Las Cruces Public Schools pushes FY2027 budget survey at first town hall
Summary
District leaders described a year-round budgeting process, outlined an annual timeline and urged residents to complete a new budget survey that was shortened in some places and expanded in others to capture community priorities, including campus safety.
Las Cruces Public Schools officials urged residents to complete the district's FY2027 budget survey at the system's first of three budget town halls, describing how survey results will be used to set school- and district-level spending priorities.
The meeting opened with Cheng Yi Alex Liu, deputy superintendent overseeing finance and budgeting, who said the district's year-round process is unusual in New Mexico and that "your voice will drive next year's budget priorities." The session focused on how the district is promoting the survey, changes to the survey itself and the calendar for drafting, presenting and adopting the FY2027 budget.
Why it matters: District officials say community responses will inform personnel, operating and capital plans at 40 school sites and roughly 25 departments. The schedule officials described shows the legislative session and a Public Education Department "unit value" in April as key external factors that determine how much revenue the district will have to allocate.
Budget process and timeline: Matthew Saenz, LCPS budget director, said the district begins budget development early, collects site- and department-level proposals informed by stakeholder groups, presents recommendations to the finance subcommittee, and holds three town halls during the process. He outlined a schedule that places the survey release on Nov. 1, committee review and site submissions through February, a March 5 town hall to discuss survey results, a May proposed budget and May adoption, and submission to the New Mexico Public Education Department in June. The new fiscal year starts in July.
Survey changes and methodology: Dr. Jules Barbati, the survey facilitator, explained the difference between quantitative (ranked, numeric) and qualitative (open-text) questions and how the district will analyze each. She said the budget committee removed five questions and added 12 new items to encourage participation by parents and staff, and that some existing questions were split or expanded to capture more nuance. New items include questions about types of security presence on campuses and about the district's weapon detection system (referred to in the meeting as Evolve).

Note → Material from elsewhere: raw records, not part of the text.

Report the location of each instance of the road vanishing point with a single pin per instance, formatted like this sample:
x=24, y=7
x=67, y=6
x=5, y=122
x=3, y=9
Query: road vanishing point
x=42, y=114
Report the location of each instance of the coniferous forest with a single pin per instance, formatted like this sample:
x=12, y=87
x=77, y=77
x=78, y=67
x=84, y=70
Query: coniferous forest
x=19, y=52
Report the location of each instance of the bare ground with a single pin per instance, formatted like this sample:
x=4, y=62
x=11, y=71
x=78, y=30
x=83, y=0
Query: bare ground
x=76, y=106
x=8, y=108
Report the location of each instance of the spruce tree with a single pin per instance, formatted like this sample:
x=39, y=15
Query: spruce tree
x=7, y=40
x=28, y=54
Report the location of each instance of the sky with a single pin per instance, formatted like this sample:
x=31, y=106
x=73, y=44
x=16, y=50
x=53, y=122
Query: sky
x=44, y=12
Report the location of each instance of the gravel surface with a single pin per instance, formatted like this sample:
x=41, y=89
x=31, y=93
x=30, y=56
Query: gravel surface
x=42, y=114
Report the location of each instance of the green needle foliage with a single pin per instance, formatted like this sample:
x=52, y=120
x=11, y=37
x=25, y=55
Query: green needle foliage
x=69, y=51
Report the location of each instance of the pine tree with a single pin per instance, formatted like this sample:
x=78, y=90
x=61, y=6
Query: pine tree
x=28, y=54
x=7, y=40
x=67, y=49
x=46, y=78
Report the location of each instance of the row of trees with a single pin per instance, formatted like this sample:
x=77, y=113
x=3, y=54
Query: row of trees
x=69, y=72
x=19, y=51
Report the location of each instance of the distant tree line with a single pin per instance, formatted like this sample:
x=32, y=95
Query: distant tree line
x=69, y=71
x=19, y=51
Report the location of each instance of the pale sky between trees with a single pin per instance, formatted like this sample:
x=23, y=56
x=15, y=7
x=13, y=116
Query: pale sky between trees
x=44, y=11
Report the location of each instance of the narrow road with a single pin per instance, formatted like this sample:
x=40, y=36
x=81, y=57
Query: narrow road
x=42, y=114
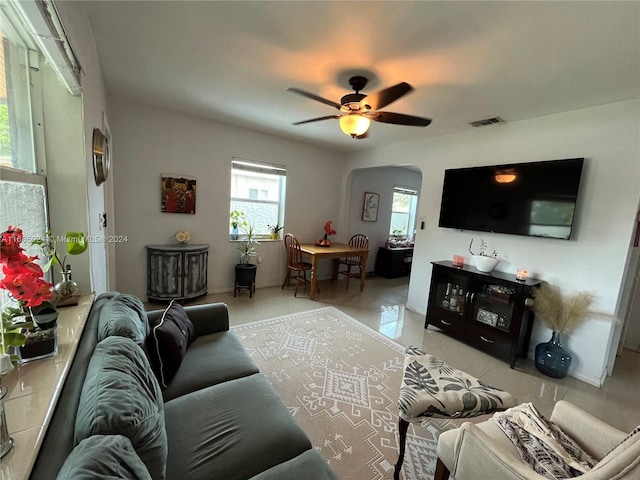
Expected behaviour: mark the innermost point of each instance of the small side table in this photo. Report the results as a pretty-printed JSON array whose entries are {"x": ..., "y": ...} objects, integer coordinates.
[{"x": 431, "y": 388}]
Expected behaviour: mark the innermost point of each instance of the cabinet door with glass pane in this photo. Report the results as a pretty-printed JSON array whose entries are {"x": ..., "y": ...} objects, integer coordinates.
[
  {"x": 448, "y": 299},
  {"x": 484, "y": 310}
]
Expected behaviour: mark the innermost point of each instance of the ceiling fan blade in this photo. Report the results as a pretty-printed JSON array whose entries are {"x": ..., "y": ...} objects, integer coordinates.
[
  {"x": 388, "y": 95},
  {"x": 327, "y": 117},
  {"x": 313, "y": 96},
  {"x": 399, "y": 119}
]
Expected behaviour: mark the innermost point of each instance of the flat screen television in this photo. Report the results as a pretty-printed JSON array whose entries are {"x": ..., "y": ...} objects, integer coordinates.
[{"x": 536, "y": 199}]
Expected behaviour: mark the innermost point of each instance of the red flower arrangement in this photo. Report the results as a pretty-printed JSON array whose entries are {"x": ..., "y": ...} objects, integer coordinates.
[
  {"x": 328, "y": 230},
  {"x": 22, "y": 276}
]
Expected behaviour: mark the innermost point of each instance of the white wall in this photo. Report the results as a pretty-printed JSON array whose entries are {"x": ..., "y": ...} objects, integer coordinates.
[
  {"x": 380, "y": 181},
  {"x": 596, "y": 256},
  {"x": 151, "y": 140},
  {"x": 64, "y": 145},
  {"x": 77, "y": 26}
]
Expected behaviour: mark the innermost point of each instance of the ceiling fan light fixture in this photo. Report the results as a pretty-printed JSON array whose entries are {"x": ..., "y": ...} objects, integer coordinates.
[
  {"x": 506, "y": 176},
  {"x": 354, "y": 125}
]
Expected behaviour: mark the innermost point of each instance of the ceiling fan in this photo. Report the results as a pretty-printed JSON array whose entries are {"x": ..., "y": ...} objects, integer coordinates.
[{"x": 357, "y": 109}]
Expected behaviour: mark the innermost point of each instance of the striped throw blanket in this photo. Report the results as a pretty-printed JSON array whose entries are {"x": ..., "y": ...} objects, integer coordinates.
[{"x": 542, "y": 445}]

Barbati described analysis plans: quantitative responses will be visualized through the ThoughtExchange platform to show frequencies and comparisons; qualitative answers will be thematically coded by facilitators to identify topics that could inform future survey items.
Participation and outreach: Saenz displayed participation trends and said students accounted for a large share of responses in prior cycles. He reported under 2,000 participants in 2024, a dip in 2025 and more than 2,000 respondents last year. Officials said they hope to boost parent and staff participation this year through targeted outreach, videos featuring students and staff, QR codes, posters at school sites and promotion via ParentVUE, social media and community partners including the City of Las Cruces and the Dona Ana County Board of Commissioners.

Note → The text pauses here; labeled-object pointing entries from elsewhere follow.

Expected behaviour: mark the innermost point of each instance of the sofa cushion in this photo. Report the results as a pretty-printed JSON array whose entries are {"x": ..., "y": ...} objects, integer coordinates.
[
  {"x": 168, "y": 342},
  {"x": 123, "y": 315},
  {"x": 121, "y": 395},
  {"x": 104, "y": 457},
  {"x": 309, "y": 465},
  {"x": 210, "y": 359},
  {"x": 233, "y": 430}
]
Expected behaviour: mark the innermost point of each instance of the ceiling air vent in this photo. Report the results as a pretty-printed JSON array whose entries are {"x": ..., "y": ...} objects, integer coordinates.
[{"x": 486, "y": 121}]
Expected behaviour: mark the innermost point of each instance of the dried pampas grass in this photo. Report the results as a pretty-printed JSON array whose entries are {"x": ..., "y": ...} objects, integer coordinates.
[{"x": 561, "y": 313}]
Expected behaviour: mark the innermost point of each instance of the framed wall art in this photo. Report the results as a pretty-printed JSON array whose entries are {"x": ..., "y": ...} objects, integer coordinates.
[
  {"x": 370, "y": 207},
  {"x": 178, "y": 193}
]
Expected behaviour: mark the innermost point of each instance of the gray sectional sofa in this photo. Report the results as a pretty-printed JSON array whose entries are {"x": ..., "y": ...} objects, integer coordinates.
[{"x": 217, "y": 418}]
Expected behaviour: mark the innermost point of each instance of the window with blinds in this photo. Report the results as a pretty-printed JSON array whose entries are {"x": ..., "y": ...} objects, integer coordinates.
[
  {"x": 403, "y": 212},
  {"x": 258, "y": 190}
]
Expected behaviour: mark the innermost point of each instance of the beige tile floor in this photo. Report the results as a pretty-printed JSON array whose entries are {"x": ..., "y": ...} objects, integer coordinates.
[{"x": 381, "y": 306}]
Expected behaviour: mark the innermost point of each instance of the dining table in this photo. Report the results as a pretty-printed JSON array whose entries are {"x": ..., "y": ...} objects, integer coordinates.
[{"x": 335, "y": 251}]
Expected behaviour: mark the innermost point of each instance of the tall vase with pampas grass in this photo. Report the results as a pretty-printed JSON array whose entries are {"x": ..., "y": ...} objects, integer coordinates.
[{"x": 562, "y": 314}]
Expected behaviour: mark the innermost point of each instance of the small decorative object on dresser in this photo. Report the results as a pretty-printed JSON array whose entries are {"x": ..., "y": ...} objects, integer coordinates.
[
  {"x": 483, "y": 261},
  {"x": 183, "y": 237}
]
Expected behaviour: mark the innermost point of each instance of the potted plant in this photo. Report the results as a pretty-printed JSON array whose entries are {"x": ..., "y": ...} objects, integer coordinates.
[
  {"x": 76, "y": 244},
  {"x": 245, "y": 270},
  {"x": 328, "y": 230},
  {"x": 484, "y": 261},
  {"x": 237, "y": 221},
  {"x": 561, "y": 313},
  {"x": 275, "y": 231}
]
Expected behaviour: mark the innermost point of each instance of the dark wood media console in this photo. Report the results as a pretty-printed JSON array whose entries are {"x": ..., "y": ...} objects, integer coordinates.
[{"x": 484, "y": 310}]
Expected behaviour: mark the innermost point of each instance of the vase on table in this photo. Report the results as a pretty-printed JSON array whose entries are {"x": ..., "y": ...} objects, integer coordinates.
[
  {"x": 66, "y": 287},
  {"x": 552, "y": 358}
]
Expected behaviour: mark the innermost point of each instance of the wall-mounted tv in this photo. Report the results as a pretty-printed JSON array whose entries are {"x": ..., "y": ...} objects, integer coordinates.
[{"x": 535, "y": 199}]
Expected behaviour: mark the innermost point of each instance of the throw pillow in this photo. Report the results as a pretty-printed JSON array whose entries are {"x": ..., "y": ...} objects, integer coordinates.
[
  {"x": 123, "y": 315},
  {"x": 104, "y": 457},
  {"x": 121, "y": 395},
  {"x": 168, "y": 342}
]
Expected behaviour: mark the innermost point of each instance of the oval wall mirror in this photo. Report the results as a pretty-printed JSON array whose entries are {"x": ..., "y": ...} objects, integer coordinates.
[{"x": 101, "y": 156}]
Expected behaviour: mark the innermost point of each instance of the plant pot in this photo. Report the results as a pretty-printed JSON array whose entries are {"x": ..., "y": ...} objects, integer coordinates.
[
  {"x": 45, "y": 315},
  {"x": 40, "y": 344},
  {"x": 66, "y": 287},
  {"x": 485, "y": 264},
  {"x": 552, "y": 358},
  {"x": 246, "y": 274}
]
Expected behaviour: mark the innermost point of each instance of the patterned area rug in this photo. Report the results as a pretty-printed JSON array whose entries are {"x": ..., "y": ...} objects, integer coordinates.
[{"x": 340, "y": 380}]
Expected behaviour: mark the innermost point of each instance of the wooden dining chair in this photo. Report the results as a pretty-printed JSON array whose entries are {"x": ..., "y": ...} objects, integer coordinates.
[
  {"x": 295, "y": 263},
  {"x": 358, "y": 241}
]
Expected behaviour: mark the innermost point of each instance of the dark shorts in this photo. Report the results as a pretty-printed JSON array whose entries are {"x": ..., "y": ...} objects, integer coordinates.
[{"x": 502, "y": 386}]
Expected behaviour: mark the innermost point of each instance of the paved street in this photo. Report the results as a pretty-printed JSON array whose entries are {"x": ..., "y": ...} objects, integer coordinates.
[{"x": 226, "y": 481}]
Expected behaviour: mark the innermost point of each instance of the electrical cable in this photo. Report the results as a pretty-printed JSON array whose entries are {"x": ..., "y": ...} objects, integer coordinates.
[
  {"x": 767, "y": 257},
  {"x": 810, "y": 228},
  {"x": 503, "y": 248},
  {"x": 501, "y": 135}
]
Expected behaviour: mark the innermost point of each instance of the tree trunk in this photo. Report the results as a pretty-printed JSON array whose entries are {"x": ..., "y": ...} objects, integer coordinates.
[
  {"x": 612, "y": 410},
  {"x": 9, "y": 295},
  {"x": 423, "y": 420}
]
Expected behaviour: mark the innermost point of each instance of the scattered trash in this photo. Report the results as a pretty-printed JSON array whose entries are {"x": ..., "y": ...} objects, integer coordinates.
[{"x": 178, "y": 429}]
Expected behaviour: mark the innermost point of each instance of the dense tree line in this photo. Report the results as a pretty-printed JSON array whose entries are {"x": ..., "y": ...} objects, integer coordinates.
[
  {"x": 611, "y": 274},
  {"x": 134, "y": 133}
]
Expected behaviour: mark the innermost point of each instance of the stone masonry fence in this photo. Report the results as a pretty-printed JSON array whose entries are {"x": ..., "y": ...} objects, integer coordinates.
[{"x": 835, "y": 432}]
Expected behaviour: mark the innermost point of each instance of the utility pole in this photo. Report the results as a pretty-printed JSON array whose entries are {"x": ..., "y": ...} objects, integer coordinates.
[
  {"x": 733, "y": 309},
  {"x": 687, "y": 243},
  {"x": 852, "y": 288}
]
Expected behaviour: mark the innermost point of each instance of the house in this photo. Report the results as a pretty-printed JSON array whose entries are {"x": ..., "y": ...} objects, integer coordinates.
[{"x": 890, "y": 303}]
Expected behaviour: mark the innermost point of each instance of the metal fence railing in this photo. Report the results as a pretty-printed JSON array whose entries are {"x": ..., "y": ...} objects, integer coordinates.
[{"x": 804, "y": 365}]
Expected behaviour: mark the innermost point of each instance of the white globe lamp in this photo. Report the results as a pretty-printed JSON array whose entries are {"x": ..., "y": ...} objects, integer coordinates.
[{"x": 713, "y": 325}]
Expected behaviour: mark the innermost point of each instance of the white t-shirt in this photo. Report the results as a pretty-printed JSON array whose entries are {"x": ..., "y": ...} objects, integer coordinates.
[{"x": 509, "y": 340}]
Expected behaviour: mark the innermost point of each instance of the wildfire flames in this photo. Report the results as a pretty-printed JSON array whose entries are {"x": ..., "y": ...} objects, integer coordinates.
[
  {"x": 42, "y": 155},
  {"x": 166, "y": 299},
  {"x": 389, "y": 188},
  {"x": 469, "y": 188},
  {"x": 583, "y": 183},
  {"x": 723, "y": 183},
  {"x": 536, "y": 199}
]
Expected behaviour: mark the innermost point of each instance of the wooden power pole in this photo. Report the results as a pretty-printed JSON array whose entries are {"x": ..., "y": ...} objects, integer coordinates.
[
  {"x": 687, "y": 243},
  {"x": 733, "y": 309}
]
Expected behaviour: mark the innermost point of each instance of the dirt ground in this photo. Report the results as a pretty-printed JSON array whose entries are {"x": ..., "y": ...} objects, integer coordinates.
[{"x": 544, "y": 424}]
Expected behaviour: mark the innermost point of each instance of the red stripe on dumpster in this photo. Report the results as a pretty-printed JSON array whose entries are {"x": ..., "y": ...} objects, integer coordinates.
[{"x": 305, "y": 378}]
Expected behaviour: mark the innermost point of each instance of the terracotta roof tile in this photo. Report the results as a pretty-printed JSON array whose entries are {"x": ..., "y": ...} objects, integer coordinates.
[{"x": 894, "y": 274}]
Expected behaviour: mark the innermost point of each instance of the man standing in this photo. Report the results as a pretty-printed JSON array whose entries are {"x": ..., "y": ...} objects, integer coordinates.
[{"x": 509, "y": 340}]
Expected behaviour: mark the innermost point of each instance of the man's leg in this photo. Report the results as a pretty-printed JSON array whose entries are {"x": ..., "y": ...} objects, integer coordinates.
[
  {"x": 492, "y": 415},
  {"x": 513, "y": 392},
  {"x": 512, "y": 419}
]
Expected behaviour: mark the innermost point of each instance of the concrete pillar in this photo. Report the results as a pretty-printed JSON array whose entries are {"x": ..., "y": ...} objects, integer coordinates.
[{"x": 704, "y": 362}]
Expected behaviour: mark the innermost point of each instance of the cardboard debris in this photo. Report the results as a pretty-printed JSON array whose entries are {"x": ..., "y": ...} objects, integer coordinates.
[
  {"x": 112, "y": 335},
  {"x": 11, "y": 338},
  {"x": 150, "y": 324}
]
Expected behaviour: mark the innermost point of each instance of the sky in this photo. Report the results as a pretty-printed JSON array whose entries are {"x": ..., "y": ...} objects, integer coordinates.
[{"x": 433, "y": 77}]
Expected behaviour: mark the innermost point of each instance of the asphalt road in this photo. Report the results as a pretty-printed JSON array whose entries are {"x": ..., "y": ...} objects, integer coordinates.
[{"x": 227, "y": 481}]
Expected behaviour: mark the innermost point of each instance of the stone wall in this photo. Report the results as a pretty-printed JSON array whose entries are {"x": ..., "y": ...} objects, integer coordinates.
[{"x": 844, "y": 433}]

Accessibility and user experience changes: The survey now allows respondents to skip short-answer prompts they deem irrelevant, and some response labels and directions were shortened for clarity. Barbati also said the survey will include a link to district data dashboards on lcpsfinance.net so respondents can see where revenue comes from and how funds have been allocated.

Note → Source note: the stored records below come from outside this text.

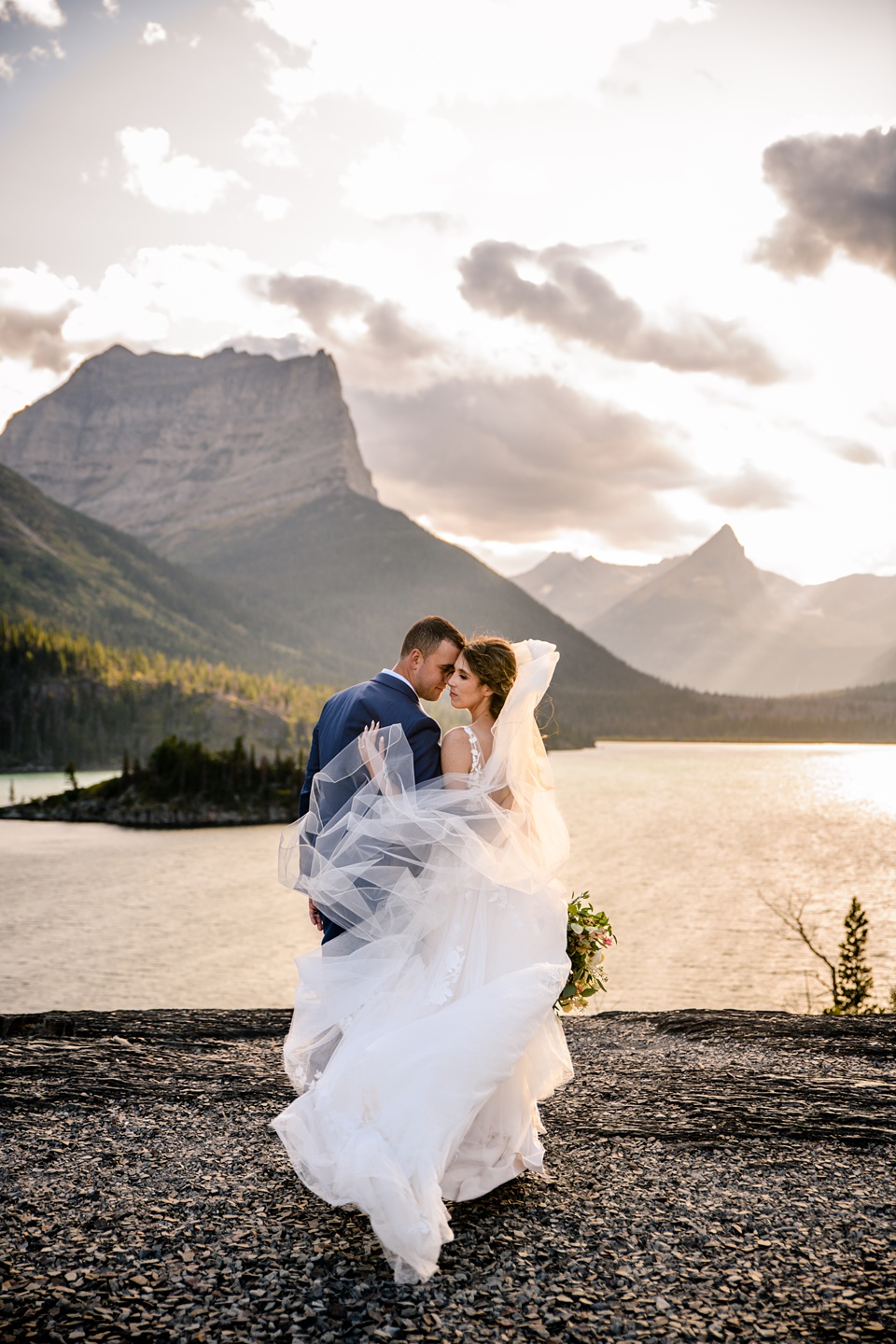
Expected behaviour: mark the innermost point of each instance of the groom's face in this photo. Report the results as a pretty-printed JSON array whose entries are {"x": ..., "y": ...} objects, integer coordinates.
[{"x": 428, "y": 677}]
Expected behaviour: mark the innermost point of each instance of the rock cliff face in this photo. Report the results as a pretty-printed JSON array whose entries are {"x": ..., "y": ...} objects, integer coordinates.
[{"x": 171, "y": 446}]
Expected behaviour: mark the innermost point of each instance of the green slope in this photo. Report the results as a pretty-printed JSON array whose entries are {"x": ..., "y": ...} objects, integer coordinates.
[
  {"x": 67, "y": 698},
  {"x": 70, "y": 571}
]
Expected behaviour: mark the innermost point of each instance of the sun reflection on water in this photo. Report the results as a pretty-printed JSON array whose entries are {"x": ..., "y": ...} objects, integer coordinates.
[{"x": 860, "y": 775}]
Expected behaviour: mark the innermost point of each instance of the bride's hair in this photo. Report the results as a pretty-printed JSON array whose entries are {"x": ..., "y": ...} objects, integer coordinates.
[{"x": 493, "y": 662}]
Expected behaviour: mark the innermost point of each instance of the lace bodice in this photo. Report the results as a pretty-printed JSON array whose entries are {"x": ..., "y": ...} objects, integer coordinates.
[{"x": 476, "y": 749}]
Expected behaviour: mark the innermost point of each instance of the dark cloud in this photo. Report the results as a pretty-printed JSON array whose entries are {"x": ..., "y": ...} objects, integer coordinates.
[
  {"x": 840, "y": 192},
  {"x": 323, "y": 302},
  {"x": 35, "y": 336},
  {"x": 511, "y": 458},
  {"x": 751, "y": 488},
  {"x": 575, "y": 301}
]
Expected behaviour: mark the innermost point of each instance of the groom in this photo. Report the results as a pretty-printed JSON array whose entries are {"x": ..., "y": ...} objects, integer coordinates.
[{"x": 394, "y": 695}]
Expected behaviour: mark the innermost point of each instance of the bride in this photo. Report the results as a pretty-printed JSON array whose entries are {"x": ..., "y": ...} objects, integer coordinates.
[{"x": 424, "y": 1036}]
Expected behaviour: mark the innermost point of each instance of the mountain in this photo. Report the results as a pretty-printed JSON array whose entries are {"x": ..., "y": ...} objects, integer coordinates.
[
  {"x": 67, "y": 698},
  {"x": 315, "y": 577},
  {"x": 164, "y": 446},
  {"x": 321, "y": 574},
  {"x": 583, "y": 590},
  {"x": 715, "y": 622},
  {"x": 73, "y": 573}
]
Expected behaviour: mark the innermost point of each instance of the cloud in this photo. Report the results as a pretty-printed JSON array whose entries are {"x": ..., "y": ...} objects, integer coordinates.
[
  {"x": 577, "y": 302},
  {"x": 840, "y": 192},
  {"x": 152, "y": 34},
  {"x": 46, "y": 14},
  {"x": 752, "y": 489},
  {"x": 269, "y": 144},
  {"x": 507, "y": 460},
  {"x": 272, "y": 208},
  {"x": 34, "y": 307},
  {"x": 371, "y": 338},
  {"x": 852, "y": 451},
  {"x": 410, "y": 176},
  {"x": 395, "y": 55},
  {"x": 171, "y": 182}
]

Next steps: Officials invited the public to a March 5 town hall to review survey results and reiterated that the survey runs Nov. 1 through Dec. 22. Saenz thanked communications and finance staff and partners for promoting the survey.
Quotes in context: Cheng Yi Alex Liu, deputy superintendent overseeing finance and budgeting, opened the meeting and said, "So, your voice will drive next year's budget priorities." Matthew Saenz, budget director, said the district's goal is "to provide maximum transparency, collaboration, and accountability towards student success." Dr. Jules Barbati, the survey facilitator, summarized survey methodology: "Quantitative questions help represent opinions and the perceived importance of different budget items with amounts, frequencies, values or intensity."
How to participate: District officials said the survey is available from Nov. 1 through Dec. 22 on lcpsfinance.net, via QR codes on distributed flyers, ParentVUE and the district's social channels. The district also made its budget book and interactive dashboards available on lcpsfinance.net.
Ending: Officials framed the survey as a key input to the FY2027 budget and encouraged parents, staff and community members to take five minutes to provide priorities that will inform personnel, operating and capital decisions at school sites and district departments.